[llvm] [CSSPGO] Error out if the checksum mismatch is high (PR #84097)

via llvm-commits llvm-commits at lists.llvm.org
Tue Mar 5 16:10:27 PST 2024


llvmbot wrote:


<!--LLVM PR SUMMARY COMMENT-->

@llvm/pr-subscribers-llvm-transforms

Author: Lei Wang (wlei-llvm)

<details>
<summary>Changes</summary>

Error out the build if the checksum mismatch is extremely high, it's better to drop the profile rather than apply the bad profile. 
Note that the check is on a module level, the user could make big changes to functions in one single module but those changes might not be performance significant to the whole binary, so we want to be conservative, only expect to catch big perf regression.
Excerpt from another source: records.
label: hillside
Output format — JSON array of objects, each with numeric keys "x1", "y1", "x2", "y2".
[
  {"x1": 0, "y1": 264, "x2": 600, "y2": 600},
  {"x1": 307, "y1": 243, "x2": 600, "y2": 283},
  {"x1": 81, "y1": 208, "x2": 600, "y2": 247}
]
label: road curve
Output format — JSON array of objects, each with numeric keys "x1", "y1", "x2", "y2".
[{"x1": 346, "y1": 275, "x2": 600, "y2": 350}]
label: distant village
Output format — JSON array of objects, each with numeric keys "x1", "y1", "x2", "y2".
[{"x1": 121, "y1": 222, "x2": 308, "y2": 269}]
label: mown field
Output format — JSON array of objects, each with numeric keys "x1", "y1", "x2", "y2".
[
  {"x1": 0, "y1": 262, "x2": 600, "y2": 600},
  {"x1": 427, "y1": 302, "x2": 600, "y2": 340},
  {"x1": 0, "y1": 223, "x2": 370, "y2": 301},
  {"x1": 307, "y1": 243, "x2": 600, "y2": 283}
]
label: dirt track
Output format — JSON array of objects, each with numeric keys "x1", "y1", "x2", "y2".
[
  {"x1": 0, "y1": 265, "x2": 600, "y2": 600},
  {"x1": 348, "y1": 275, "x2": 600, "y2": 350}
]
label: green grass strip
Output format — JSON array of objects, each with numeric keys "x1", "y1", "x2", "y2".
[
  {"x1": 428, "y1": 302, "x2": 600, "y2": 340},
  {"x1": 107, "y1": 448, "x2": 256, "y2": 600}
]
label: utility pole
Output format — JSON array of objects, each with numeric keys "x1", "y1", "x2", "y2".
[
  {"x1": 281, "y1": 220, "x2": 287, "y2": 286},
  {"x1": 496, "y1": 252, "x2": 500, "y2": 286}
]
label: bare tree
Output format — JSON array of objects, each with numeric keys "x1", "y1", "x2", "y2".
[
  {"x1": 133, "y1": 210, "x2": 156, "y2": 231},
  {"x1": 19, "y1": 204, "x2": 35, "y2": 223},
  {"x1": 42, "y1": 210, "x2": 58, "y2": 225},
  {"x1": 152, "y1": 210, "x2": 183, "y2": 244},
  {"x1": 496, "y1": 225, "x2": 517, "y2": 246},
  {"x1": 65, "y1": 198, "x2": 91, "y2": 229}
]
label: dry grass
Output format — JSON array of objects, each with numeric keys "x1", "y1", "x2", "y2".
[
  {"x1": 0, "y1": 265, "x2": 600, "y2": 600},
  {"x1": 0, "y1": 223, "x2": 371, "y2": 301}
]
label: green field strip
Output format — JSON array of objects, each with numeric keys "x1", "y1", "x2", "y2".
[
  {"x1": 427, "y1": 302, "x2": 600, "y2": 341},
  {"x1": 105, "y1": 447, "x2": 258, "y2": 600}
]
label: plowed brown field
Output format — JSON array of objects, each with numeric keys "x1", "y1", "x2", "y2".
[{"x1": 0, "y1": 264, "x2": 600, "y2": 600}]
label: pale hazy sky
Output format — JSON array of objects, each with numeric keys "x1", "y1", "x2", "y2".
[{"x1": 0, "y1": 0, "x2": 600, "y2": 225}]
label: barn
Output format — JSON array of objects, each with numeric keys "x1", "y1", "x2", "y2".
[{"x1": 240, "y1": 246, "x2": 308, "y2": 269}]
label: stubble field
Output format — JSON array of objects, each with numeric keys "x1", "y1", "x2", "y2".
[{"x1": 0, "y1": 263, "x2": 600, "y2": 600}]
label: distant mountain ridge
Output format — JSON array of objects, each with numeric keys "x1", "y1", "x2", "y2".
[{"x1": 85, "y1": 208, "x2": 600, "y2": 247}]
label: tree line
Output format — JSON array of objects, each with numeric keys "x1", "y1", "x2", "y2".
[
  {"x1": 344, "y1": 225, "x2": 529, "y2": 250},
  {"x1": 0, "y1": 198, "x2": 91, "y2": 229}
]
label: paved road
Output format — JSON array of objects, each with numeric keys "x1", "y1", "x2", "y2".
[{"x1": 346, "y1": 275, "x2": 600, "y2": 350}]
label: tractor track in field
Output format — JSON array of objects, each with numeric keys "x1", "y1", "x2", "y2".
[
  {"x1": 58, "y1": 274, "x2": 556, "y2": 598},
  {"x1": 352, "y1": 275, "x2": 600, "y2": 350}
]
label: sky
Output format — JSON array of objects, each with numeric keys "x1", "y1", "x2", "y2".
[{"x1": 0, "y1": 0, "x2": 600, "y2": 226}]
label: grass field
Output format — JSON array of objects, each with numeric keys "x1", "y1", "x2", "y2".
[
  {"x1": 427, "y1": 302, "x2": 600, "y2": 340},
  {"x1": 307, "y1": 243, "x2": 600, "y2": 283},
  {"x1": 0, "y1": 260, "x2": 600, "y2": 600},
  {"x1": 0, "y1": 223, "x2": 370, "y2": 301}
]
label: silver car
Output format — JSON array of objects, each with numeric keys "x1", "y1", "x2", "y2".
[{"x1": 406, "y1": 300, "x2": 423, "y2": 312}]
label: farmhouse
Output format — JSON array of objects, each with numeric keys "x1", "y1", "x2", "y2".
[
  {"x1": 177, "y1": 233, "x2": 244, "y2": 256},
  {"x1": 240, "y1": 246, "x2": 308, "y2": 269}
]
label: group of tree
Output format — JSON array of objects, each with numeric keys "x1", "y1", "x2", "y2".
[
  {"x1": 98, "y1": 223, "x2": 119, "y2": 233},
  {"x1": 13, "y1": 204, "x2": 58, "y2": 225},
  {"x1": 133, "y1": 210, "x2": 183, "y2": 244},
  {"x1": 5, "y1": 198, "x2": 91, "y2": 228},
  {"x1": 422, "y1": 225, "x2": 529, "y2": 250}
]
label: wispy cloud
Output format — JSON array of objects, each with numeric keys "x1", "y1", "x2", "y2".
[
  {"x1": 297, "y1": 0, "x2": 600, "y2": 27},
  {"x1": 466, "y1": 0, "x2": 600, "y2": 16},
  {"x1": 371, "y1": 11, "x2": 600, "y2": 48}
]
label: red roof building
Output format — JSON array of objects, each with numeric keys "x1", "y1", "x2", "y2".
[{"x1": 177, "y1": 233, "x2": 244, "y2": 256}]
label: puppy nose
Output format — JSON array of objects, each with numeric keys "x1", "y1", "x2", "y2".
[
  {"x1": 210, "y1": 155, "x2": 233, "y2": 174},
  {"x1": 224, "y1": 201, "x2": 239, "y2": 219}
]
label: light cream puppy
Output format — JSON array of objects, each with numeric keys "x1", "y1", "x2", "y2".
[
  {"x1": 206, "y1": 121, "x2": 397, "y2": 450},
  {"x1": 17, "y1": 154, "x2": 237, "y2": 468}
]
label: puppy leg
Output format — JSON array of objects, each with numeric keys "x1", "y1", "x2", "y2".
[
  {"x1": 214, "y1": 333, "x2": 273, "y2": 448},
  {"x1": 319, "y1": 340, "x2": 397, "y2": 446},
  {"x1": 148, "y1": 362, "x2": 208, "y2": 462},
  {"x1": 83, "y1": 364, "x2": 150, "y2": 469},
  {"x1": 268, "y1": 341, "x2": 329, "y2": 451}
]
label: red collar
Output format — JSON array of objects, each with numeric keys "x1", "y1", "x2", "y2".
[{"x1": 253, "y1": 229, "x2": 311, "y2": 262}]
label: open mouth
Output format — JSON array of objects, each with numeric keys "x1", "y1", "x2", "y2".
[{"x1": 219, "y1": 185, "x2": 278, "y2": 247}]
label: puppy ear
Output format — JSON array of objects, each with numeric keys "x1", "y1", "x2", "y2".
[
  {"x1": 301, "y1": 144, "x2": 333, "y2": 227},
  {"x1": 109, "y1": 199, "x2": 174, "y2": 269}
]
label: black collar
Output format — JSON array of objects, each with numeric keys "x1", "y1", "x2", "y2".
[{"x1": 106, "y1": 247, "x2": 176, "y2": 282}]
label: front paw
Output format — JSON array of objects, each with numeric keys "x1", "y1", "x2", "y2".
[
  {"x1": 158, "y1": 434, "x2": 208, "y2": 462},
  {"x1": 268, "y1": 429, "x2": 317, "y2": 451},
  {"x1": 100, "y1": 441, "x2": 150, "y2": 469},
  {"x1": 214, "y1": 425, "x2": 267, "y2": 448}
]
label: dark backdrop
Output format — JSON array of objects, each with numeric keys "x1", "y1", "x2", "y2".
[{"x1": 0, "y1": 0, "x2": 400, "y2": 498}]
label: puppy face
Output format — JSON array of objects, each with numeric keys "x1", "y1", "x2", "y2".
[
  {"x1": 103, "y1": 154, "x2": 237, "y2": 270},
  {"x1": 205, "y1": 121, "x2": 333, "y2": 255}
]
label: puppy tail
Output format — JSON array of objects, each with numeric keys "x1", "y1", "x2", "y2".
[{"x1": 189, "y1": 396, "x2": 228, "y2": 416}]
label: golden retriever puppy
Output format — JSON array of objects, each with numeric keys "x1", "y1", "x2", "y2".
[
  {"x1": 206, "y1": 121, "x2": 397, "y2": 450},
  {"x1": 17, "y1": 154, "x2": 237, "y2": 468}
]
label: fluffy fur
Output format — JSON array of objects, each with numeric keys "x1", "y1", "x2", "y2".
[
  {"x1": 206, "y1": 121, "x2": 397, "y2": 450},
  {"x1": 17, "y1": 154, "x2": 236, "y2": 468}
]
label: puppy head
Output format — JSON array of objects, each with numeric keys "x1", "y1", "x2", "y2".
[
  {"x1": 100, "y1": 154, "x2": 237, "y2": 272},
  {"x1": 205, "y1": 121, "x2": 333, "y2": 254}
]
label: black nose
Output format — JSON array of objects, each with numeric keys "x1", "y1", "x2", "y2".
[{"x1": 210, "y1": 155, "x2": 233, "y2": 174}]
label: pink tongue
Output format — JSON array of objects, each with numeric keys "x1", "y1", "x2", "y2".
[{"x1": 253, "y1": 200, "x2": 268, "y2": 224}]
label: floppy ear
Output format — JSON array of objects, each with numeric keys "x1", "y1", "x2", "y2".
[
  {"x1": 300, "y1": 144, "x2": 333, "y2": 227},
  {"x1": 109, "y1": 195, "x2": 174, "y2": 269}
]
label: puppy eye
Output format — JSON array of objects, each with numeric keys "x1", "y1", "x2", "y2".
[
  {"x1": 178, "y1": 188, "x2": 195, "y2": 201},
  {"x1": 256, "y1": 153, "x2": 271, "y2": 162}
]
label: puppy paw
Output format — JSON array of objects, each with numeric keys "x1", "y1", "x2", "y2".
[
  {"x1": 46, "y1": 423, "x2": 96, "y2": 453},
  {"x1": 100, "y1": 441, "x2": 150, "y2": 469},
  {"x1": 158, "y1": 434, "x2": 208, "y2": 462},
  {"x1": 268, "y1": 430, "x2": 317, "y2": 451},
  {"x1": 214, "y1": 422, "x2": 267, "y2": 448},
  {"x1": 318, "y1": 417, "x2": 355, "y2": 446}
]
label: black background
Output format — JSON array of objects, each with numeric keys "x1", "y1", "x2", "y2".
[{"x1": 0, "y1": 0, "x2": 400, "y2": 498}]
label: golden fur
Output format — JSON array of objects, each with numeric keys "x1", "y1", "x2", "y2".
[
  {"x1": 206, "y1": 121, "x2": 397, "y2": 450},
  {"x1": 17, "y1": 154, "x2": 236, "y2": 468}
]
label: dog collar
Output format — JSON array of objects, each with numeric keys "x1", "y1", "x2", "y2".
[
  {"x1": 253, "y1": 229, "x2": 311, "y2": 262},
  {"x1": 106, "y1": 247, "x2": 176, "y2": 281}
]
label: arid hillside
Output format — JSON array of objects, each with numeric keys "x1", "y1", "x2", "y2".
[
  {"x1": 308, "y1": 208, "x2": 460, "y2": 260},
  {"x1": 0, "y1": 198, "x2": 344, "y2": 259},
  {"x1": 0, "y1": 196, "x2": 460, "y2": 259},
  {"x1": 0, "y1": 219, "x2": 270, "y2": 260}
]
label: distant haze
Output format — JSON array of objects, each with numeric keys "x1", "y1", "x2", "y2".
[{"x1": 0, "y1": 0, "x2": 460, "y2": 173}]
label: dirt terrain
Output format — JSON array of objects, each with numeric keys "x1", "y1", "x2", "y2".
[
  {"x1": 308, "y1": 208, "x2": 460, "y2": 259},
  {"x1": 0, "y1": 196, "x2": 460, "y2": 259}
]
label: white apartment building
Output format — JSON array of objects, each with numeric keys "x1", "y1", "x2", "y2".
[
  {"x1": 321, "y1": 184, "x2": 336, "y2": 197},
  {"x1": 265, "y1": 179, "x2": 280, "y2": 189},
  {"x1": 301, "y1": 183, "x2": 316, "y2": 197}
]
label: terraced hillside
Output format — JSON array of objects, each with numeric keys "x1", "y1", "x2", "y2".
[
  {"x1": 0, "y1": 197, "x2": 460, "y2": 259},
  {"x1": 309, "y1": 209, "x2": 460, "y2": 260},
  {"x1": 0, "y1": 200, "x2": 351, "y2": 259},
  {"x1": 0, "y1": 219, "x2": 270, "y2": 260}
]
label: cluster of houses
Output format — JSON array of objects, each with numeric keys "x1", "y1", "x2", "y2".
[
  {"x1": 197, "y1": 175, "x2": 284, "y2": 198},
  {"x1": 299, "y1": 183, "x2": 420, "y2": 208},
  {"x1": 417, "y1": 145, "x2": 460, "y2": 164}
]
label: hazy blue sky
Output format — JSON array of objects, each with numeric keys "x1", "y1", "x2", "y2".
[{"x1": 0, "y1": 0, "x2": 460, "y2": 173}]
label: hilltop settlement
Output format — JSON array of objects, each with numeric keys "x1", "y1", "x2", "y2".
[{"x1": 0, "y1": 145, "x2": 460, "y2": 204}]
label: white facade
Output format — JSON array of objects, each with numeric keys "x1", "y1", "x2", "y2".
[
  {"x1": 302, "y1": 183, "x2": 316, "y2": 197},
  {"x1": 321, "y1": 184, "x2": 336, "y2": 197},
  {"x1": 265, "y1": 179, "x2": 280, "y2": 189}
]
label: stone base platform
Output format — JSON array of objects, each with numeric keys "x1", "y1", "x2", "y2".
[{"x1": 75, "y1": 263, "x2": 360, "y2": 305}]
To do this, we select a set of the "hot" functions for the check. We use two parameter(`checksum-mismatch-func-hot-block-skip` and `checksum-mismatch-num-func-skip`) to control the function selection to make sure the selected are hot enough and the num of function is not small. 
Tuned the parameters on our internal services, it works to catch big perf regression due to the high mismatch .


---
Full diff: https://github.com/llvm/llvm-project/pull/84097.diff


2 Files Affected:

- (modified) llvm/lib/Transforms/IPO/SampleProfile.cpp (+81) 
- (added) llvm/test/Transforms/SampleProfile/pseudo-probe-profile-mismatch-error.ll (+5)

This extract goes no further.